What's being missed is that everyone who doesn't have a novated lease to buy a new car is effectively subsidising the minority who do. According to the scheme's promoters, it's a subsidy worth about $3000 a year, and thanks very much to all the mugs in Australia who have been paying it.

The lurk industry would have you believe there are a pile of people who will otherwise catch public transport unless they are allowed to avoid paying GST on petrol, car maintenance and the purchase price. (They do have to pay GST on the sale of the vehicle, but that's inevitably a lot less than the avoided GST on the purchase price.)

Avoiding GST is a key part of the appeal of a novated lease. As a slight simplification, the novated lease system allowed an employee to have all the GST involved in buying and running a car offset by the employer's total GST collection obligation - meaning the ATO missed out on revenue.

A random application of GST exemption would stimulate buying activity in any sphere - but it would be very silly policy indeed. The Liberal Party promising to retain the car lurk is hypocritical when it's also promising a white paper review of the tax system that will include consideration of broadening and/or increasing GST.

Three things are required for real tax reform: genuine political leadership, a responsible opposition and, particularly when the first two are missing, a crisis. We're very short on the first two - the last big tax reform, the introduction of the GST, was only possible because we had a responsible opposition in the form of the Meg Lees Democrats who compromised to allow it through for the benefit of the nation even though it cost them politically.
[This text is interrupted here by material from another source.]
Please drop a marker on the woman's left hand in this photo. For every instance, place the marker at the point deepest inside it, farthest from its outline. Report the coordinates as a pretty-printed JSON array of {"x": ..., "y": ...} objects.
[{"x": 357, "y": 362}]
It was the crisis of needing to fund the carbon tax change that has produced this promised end to the novated lease rort, but it's been percolating for a couple of years.

As to the bigger question of the car industry's special pleading, Crikey's Bernard Keane (one of the few journalists to see through the PR barrage) put it thus:

"According to the chorus of outrage from business peak bodies, the automotive sector and salary-packaging advice firms - requiring taxpayers to justify their exemption claims and thereby recouping $1.8 billion in taxes currently lost through exemptions - will inflict critical damage on them. It's one thing to say you need handouts to stay in business, quite another to insist a tax rort is the only thing keeping you alive."

Maybe you wouldn't want to plan a long career in that industry either.